An important thing that makes me use a Harder & Steenbeck airbrush is it’s quality.  I’ve been using Infinity  CR plus for around a year now and am really satisfied with it’s performance. Futhermore I can say that I love this Airbrush so much as to expand it’s set of needles and nozzles whenever I have an excuse to do so. But this is a review of a 0,2 mm Nozzle upgrade set, so I won’t let my overall sympathy for H&S cloud my judgement.

harder and steenbeck complaint 3

!  This article is made of two parts, first being rather a complaint about how this item was packed. If you want to see the actual performance review, scroll down to the second part...

PACKAGING:

The packaging of my brand new 0,2mm Nozzle upgrade set was the usual. A plastic tube, plugged at both sides and filled at some point with puffed-up foil separator. At one side was a nozzle along with a nozzle protector, and at the other the most fragile and delicate piece – a needle. At first glance it looked just fine…

harder and steenbeck complaint 2

But it was not! Take a closer look and you will see how badly packed this one was…

harder and steenbeck complaint 1

Uuuugh… This needle was totally out of commission. No way to even try to repair it. I was very dissapointed.

I quickly filled a complaint and sent it to the store that sold me this ‘thing’. Fortunatelly for me the item was purchased in one of my favorite stores, which is well known of being both solid and supportive. They quickly redirected my complaint to Harder & Steenbeck and soon after I got a needle replacement. If I am to give you advice at this point, that would be:

  • To purchase stuff in a reliable store,
  • To always check out the needle before unpacking,

PERFORMANCE:

Due to a basic needle protectors being rather open I’ve already damaged an unimaginable number of 0,15mm and 0,2mm needles, that’s why I tend to work with a strong 0,4mm one. 0,4 being my favorite by necessity, I’ve decided to use it in 0,2/0,4mm sets comparison.

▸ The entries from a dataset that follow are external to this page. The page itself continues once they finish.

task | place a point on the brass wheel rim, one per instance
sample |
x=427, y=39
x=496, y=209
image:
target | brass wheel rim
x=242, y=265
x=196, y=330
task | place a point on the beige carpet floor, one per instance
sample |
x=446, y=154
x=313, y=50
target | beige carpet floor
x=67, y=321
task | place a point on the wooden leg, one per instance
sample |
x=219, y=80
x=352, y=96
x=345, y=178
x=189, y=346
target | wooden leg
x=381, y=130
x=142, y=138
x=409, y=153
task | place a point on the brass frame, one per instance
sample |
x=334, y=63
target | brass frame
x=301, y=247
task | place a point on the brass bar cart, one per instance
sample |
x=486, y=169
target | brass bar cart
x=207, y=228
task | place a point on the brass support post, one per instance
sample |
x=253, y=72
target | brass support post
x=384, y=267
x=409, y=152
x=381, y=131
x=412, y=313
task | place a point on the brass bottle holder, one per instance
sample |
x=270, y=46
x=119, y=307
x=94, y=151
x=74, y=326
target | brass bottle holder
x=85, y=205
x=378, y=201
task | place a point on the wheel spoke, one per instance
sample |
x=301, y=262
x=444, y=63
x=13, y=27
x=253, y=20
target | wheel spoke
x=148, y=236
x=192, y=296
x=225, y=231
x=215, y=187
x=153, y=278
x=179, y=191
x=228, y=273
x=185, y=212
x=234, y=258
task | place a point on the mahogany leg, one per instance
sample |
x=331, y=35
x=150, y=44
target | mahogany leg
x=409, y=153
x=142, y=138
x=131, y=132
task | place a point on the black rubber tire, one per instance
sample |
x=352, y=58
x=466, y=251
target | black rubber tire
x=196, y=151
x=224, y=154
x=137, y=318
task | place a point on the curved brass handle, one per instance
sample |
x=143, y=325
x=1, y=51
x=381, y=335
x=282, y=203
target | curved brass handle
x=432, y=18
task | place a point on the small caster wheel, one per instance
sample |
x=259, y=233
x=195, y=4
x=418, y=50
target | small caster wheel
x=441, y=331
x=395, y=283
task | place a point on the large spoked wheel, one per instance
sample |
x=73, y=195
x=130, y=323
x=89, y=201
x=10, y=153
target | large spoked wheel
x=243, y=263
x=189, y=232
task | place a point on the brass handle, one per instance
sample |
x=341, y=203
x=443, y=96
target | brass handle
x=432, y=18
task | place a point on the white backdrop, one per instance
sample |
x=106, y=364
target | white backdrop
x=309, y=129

Harder Steenbeck 02 Nozzle 04 close

It is a precise and smooth working nozzle, with needle being long but durable. For the purpose of the test I used Vallejo Magic Blue. Air preassure was set to 2 bars, while I’ve made some dots and lines. It wen’t a bit grainy, so a Thinner was added to the paint. More dots and lines, and here’s the result:

Harder Steenbeck 02 Nozzle 04 all

For me it’s the usual stuff with 0,4mm needle providing me with means to paint entire miniatures and some small spots as well. So I’ve changed to a smaller caliber, installing 0,2mm nozzle set. With Infinity CR Plus being user friendly, I was ready for action in merely moments. The needle was very fragile, but also well covered and set up much deeper than it’s 0,4mm counterpart. The important difference is also the fact that nozzle protector and needle protector are just one piece in this set. I couldn’t see the needle while working, but at the same time it was well protected from my clumsiness.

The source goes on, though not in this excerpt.